Ertugrul Söylemez a écrit :
I think you're confusing two related concepts here, namely elegance and
conciseness. They are related in that elegant code is usually also
concise, but the contrary isn't true.
Well, you may have overslept the technological advances of the last two
decades, but note that we measure RAM in GiB today. Hard disk space is
measured in TiB for many people already, so your code restructuring
wasn't great or elegant, but rather a waste of time converting correct,
safe code into smaller, incorrect code to do just the same thing.
You are completely WRONG.
A small program has many advantages:
o It fits more program in the processor caches. As you (may) know
processor caches are much more limited than RAM. A smaller program
will run FASTER than a bloated one because costly RAM access will be
fewer.
o There is nothing that runs FASTER than a DELETED instruction. Yes,
sometimes you need to add code to make it run faster, but in most
cases eliminating unneeded operations accelerates the program.

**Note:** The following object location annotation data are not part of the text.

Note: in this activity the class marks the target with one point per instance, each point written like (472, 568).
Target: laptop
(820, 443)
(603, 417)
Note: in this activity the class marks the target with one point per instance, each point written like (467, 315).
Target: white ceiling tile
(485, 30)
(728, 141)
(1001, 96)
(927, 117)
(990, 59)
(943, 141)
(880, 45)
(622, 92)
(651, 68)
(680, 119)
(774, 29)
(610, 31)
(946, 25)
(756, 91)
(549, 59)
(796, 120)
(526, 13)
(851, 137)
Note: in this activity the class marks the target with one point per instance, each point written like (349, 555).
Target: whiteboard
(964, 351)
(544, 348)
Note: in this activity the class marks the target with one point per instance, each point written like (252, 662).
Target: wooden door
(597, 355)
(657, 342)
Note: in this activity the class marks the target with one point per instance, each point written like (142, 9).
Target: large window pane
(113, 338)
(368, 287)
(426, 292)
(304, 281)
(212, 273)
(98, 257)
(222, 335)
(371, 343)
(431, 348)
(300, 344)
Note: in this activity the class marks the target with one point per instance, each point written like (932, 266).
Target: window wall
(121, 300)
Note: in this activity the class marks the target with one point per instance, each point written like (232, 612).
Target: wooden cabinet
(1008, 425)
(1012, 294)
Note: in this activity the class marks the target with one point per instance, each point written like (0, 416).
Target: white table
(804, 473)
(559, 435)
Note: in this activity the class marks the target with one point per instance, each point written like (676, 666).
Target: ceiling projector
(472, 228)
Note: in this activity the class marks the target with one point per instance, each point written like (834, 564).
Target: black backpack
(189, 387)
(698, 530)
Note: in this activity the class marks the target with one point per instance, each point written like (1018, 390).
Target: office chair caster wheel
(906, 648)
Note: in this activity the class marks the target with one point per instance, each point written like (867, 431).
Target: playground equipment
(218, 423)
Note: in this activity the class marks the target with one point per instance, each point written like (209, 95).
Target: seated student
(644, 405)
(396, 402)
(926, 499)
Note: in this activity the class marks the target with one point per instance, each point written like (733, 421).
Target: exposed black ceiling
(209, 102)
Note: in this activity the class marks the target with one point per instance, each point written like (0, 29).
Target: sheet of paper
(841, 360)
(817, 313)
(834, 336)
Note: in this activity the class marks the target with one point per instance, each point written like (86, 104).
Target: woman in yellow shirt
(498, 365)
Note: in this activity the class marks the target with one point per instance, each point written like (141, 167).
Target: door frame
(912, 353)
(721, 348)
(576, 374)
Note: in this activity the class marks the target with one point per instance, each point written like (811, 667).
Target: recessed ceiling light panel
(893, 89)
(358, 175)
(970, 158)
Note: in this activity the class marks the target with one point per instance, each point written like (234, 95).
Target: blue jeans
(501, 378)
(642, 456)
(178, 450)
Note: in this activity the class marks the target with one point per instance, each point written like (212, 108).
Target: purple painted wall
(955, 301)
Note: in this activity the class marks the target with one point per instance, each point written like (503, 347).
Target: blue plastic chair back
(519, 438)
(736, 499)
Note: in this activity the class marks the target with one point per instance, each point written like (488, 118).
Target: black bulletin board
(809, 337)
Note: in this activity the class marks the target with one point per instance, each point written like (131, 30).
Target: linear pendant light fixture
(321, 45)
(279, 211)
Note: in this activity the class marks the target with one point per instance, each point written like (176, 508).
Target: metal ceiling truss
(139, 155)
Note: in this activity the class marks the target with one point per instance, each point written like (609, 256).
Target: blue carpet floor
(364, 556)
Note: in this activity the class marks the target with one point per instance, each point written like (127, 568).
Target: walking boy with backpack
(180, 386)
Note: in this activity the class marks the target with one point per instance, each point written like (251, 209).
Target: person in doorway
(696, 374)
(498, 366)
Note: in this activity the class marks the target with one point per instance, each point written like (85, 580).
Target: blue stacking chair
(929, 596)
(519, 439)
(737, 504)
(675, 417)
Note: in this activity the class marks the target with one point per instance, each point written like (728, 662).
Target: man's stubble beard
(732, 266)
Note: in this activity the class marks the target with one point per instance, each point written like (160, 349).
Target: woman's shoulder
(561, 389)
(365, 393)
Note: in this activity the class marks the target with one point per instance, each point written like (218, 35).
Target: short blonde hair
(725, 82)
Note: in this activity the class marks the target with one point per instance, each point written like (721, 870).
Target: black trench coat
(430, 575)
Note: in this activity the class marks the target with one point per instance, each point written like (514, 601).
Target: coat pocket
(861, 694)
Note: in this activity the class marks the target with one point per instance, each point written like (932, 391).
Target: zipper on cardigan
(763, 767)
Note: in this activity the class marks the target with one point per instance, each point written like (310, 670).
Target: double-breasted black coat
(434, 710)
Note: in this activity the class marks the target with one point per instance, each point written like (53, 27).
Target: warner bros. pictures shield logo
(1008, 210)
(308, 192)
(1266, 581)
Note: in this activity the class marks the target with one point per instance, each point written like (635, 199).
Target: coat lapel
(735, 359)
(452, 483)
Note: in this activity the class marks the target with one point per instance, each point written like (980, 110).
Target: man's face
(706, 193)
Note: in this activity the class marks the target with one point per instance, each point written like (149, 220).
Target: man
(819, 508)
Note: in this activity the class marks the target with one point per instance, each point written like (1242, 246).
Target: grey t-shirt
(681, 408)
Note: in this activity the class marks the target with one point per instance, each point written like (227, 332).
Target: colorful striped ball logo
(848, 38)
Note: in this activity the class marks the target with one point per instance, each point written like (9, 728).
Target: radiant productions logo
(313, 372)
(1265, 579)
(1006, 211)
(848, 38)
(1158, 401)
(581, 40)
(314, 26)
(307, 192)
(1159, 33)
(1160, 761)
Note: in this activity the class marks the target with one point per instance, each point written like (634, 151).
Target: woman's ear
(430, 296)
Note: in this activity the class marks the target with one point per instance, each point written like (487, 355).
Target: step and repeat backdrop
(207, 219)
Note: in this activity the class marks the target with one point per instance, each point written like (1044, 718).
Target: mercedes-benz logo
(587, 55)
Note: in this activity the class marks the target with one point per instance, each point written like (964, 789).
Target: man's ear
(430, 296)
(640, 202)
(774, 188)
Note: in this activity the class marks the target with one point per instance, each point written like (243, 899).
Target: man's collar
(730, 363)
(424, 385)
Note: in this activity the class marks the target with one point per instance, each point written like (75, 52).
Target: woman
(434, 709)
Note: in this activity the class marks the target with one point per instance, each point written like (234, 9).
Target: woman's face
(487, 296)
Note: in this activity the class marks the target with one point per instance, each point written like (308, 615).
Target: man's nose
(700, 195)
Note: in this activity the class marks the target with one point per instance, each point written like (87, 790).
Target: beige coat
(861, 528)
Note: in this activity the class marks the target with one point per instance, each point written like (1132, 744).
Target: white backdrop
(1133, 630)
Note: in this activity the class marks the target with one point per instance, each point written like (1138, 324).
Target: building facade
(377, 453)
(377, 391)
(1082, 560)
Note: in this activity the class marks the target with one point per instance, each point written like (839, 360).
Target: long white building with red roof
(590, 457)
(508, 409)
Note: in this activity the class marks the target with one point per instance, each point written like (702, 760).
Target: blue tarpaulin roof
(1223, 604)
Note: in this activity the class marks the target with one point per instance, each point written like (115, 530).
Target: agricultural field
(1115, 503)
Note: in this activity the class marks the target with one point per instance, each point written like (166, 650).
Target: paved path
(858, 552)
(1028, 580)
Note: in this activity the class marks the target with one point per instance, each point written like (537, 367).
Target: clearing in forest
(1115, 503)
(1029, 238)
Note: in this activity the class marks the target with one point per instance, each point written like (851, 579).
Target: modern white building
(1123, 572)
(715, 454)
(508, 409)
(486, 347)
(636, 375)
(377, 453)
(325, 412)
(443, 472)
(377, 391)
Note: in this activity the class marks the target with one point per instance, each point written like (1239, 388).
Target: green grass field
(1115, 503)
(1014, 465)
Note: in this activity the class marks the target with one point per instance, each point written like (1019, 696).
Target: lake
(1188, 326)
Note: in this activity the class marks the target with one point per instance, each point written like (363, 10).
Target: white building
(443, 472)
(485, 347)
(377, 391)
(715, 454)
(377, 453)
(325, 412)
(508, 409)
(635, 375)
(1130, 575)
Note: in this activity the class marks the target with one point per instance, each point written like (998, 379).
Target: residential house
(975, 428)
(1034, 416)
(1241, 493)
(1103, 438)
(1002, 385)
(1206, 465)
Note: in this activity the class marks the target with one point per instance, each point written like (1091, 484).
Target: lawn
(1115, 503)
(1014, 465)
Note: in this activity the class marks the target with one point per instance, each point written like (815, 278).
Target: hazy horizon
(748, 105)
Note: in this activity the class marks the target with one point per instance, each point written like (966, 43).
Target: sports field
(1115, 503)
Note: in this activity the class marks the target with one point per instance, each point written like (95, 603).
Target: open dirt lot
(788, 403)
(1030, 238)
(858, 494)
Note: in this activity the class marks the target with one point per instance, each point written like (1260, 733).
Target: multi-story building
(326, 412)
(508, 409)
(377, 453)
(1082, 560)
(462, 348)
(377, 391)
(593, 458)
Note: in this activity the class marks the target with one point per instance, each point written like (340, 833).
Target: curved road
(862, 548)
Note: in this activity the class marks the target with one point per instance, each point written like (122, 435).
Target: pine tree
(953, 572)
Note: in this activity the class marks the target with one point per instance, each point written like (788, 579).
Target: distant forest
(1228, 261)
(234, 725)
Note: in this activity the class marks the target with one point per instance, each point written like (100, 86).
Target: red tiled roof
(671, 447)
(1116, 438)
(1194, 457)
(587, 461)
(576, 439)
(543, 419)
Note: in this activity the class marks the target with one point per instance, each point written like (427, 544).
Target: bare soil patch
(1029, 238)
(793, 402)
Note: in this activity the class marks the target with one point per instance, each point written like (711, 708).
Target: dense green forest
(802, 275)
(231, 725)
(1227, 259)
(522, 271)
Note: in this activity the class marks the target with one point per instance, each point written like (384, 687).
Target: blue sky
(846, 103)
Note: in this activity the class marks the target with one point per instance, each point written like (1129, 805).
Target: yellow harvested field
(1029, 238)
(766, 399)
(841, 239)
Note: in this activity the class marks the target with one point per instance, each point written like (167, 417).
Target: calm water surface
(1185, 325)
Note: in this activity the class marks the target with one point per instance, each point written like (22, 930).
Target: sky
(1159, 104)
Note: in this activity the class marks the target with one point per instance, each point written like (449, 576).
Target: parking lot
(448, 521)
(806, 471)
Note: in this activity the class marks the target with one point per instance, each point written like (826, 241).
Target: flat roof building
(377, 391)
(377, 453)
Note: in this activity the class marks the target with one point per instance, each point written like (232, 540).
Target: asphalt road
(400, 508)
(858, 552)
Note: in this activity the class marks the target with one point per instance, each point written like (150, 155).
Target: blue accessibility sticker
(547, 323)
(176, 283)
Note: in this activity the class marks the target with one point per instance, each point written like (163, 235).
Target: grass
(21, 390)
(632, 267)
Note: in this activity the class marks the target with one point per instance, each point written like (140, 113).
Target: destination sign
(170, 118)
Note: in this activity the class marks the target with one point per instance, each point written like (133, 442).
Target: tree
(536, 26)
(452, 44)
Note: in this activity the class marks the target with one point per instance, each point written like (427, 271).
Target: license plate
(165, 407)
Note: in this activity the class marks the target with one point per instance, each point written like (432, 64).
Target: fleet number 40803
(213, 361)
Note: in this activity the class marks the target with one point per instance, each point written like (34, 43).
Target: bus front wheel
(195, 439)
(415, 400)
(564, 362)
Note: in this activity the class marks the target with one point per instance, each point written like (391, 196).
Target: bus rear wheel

o Your point of view is the one of most programers today. Do not care
about efficiency. That means that instead of passing the results of
hardware progress to the user and making programs that effectively
run FASTER in today's hardware we KEEP those advances for us programmers
and we run as slow as 20 years ago. Read about the contest between
a MAcintosh 512K and a Vista AMD64, and you will see that in many aspects
that are important to the end user, the Mac 512K run faster than vista.
Why?
Because of your mentality: BLOATED IS BETTER. Just do not use your brain and
program like a pig. Nobody cares.
o I presented an article about code bloat with the JAVA example in this group
several weeks ago. Re-read it. There I show why I like C and think that C has
a bright future.
I'm sure your IDE/compiler suite isn't going to run on small embedded
systems, so you may want to reconsider your priorities. Nobody will
complain about your program, if it has 3 MiB instead of 800 KiB.
Of course not, but they will complain about slow response times, and
long download time!
> After
all modern IDEs take hundreds of megabytes of disk space and nobody
complains about them either.
Yes. Take for instance Eclipse, that took around 5 minutes to start in
an AIX system. Yes, that's right: 5 minutes. Nice isn't it?
And yes, I did not complain. There was no point in complaining.
Java is like that.
Everybody in Java thinks like you:
PROGRAM LIKE A PIG!
Nobody cares.
Then, to read a 4 digit year from character into an integer you use
several temporary objects, by reading the characters into a list
container temp, that calls a general routine to convert a list
container into a boxed multi-precision integer that gives a boxed
integer that is converted into an unboxed one... eventually.
Obviously nobody cares until this is used in an inner loop and then...
Well then, the user waits, or they buy yet another server box.